Chris Edwards, Privatizing the U.S. Postal Service, April 4, 2016
Additional support from the government includes:
https://www.cato.org/publications/tax-budget-bulletin/privatizing-us-postal-service#full
As a result, USPS had been a financial disaster for American taxpayers:
Despite those advantages, the USPS has lost more than $50 billion since 2007, and will likely continue losing money unless there are major reforms.
https://www.cato.org/publications/tax-budget-bulletin/privatizing-us-postal-service#full
Defenders of USPS point out that Congress has prevented them from making changes that would improve the financial health of the institution (closing rural offices, say, and blocking consolidation of mail-processing centers), the kinds of adjustments routinely made by free corporations when facing market changes. In addition to the political shackles, a powerful union, with substantially higher compensation, also burdens them. Finally, they are losing business, having seen a 40% decline in volume between 2001 and 2015.
The purpose of business (and USPS is a business) is to create new wealth in the world. New wealth is generally represented as profit. Profit is defined as the difference between how much is sold (revenue) less how much resources (time, capital, labor, material) that it took to produce the goods and services that were sold. The difference between revenue and cost (profit) equals additional new wealth, a greater amount of net value that didn’t exist before. When the opposite takes place (costs consistently exceeding revenue) wealth is consumed, and the world becomes incrementally poorer.

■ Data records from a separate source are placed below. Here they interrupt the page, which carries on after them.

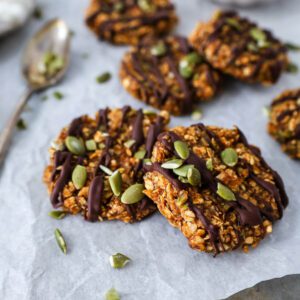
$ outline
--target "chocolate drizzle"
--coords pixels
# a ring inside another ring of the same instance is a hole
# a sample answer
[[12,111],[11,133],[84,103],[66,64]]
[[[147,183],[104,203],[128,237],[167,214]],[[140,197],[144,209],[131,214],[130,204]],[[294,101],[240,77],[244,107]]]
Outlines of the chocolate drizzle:
[[97,129],[99,129],[100,126],[103,126],[105,131],[108,131],[108,108],[100,109],[99,110],[99,116],[98,116],[98,122],[97,122]]
[[143,131],[143,119],[144,113],[142,109],[137,111],[137,115],[135,117],[133,127],[132,127],[132,139],[135,141],[132,146],[132,151],[136,152],[138,148],[144,143],[144,131]]
[[68,135],[71,136],[80,136],[81,135],[81,127],[82,127],[82,121],[81,118],[76,118],[72,121],[69,130],[68,130]]
[[154,143],[157,139],[157,136],[162,132],[162,130],[163,130],[163,118],[161,116],[158,116],[156,122],[152,124],[148,130],[147,139],[146,139],[147,158],[151,157]]

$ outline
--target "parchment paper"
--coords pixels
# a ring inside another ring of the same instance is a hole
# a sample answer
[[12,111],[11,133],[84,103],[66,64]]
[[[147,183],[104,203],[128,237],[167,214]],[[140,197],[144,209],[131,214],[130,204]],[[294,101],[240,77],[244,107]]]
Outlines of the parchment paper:
[[[178,32],[183,34],[217,8],[204,0],[175,2],[180,15]],[[23,116],[28,129],[15,134],[0,173],[0,299],[102,299],[112,286],[125,300],[218,299],[262,280],[299,273],[300,163],[281,153],[266,133],[262,113],[263,106],[283,89],[300,85],[299,74],[284,75],[271,88],[228,82],[214,102],[202,106],[206,124],[240,126],[286,184],[290,205],[283,219],[249,254],[236,251],[213,258],[193,251],[158,213],[134,225],[91,224],[80,216],[56,221],[47,216],[51,206],[41,178],[48,146],[61,127],[106,105],[143,105],[118,80],[119,62],[127,48],[98,42],[83,25],[87,1],[41,3],[45,19],[63,17],[74,30],[72,62],[64,82],[44,93],[49,95],[47,101],[41,100],[42,95],[32,99]],[[284,40],[300,42],[298,0],[241,12]],[[21,32],[0,41],[0,128],[24,87],[19,72],[21,50],[41,25],[42,21],[32,20]],[[83,59],[83,53],[89,58]],[[299,53],[292,59],[300,64]],[[107,70],[113,79],[98,85],[96,76]],[[63,100],[53,98],[56,90],[65,94]],[[191,123],[189,117],[174,118],[172,125]],[[53,232],[57,227],[66,238],[67,256],[56,245]],[[115,252],[128,255],[132,262],[123,270],[112,269],[108,257]]]

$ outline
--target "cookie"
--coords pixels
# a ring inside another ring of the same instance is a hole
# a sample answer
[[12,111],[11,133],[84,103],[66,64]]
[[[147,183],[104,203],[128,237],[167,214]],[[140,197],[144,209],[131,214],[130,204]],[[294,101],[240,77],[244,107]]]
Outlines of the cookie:
[[197,124],[158,137],[145,194],[196,250],[245,252],[288,204],[280,176],[238,129]]
[[284,152],[300,159],[300,89],[287,90],[273,100],[268,130]]
[[221,80],[181,36],[144,40],[125,54],[120,78],[135,98],[174,115],[211,99]]
[[168,122],[166,112],[144,114],[129,106],[73,120],[49,151],[44,181],[53,207],[92,222],[131,223],[153,213],[155,205],[142,194],[142,161]]
[[177,16],[169,0],[91,0],[86,24],[101,40],[137,45],[144,37],[169,33]]
[[285,46],[233,11],[199,23],[189,40],[213,67],[245,82],[272,85],[288,66]]

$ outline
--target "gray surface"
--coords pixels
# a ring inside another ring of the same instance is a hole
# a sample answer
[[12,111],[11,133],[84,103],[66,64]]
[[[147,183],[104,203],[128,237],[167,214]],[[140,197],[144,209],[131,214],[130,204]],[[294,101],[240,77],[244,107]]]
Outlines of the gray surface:
[[[132,226],[118,222],[97,226],[84,223],[80,218],[57,223],[46,217],[50,205],[41,176],[47,147],[60,128],[73,117],[94,113],[104,105],[142,105],[124,92],[117,79],[117,66],[124,48],[98,43],[82,25],[82,11],[87,1],[65,0],[63,5],[59,0],[41,2],[46,19],[61,16],[75,30],[72,64],[66,80],[46,93],[51,96],[54,90],[61,90],[66,95],[63,101],[57,103],[50,97],[43,103],[40,96],[32,99],[24,113],[29,128],[16,133],[0,174],[3,204],[0,298],[92,299],[101,297],[106,289],[115,285],[122,292],[122,299],[214,299],[227,297],[261,280],[299,273],[300,240],[296,235],[300,229],[297,211],[300,190],[296,177],[299,163],[282,154],[267,135],[266,119],[261,112],[281,90],[299,85],[299,75],[285,75],[278,85],[268,89],[232,82],[216,101],[203,106],[205,123],[228,127],[238,124],[250,142],[262,148],[266,159],[280,171],[287,185],[291,204],[283,220],[275,226],[273,235],[250,254],[236,252],[216,259],[198,254],[191,251],[182,235],[159,215]],[[186,1],[176,2],[181,16],[180,33],[189,33],[197,20],[207,19],[217,7],[204,0],[189,0],[189,5]],[[281,38],[300,42],[300,1],[280,1],[276,6],[262,6],[242,13],[272,28]],[[0,128],[24,89],[19,73],[21,49],[41,22],[31,21],[28,25],[0,41]],[[81,58],[85,52],[90,53],[88,60]],[[300,63],[299,55],[292,57]],[[105,86],[96,85],[95,77],[106,70],[112,71],[113,80]],[[190,123],[189,118],[174,118],[172,125]],[[57,251],[53,240],[56,226],[66,235],[70,247],[67,257]],[[133,264],[121,272],[111,270],[107,264],[107,257],[116,251],[134,259]],[[281,283],[283,287],[285,280]],[[275,286],[279,285],[275,283]],[[284,292],[284,288],[280,291]],[[242,297],[248,297],[248,292],[244,293]],[[265,295],[262,297],[267,298]]]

Consistently creating profits in a free market is a daunting task, and one that requires sustained effort. In a free market, every business strives daily for the good will of its customers. In a government-owned institution, the information necessary to consistently please its customers generally doesn’t exist. Due to the lack of alternatives, the motivation to improve processes and customer experience is very low, as the organization doesn’t face any consequences if they fail. It is impossible, no matter how bright, energetic, or righteous their management team, for a government institution to outperform, by any measure (financial, quality, customer satisfaction, product selection) a free-market counterpart.
The sooner USPS is privatized and removed from government ownership, the better off tax payers will be. Until that time, the institution will continue to drain wealth from the nation.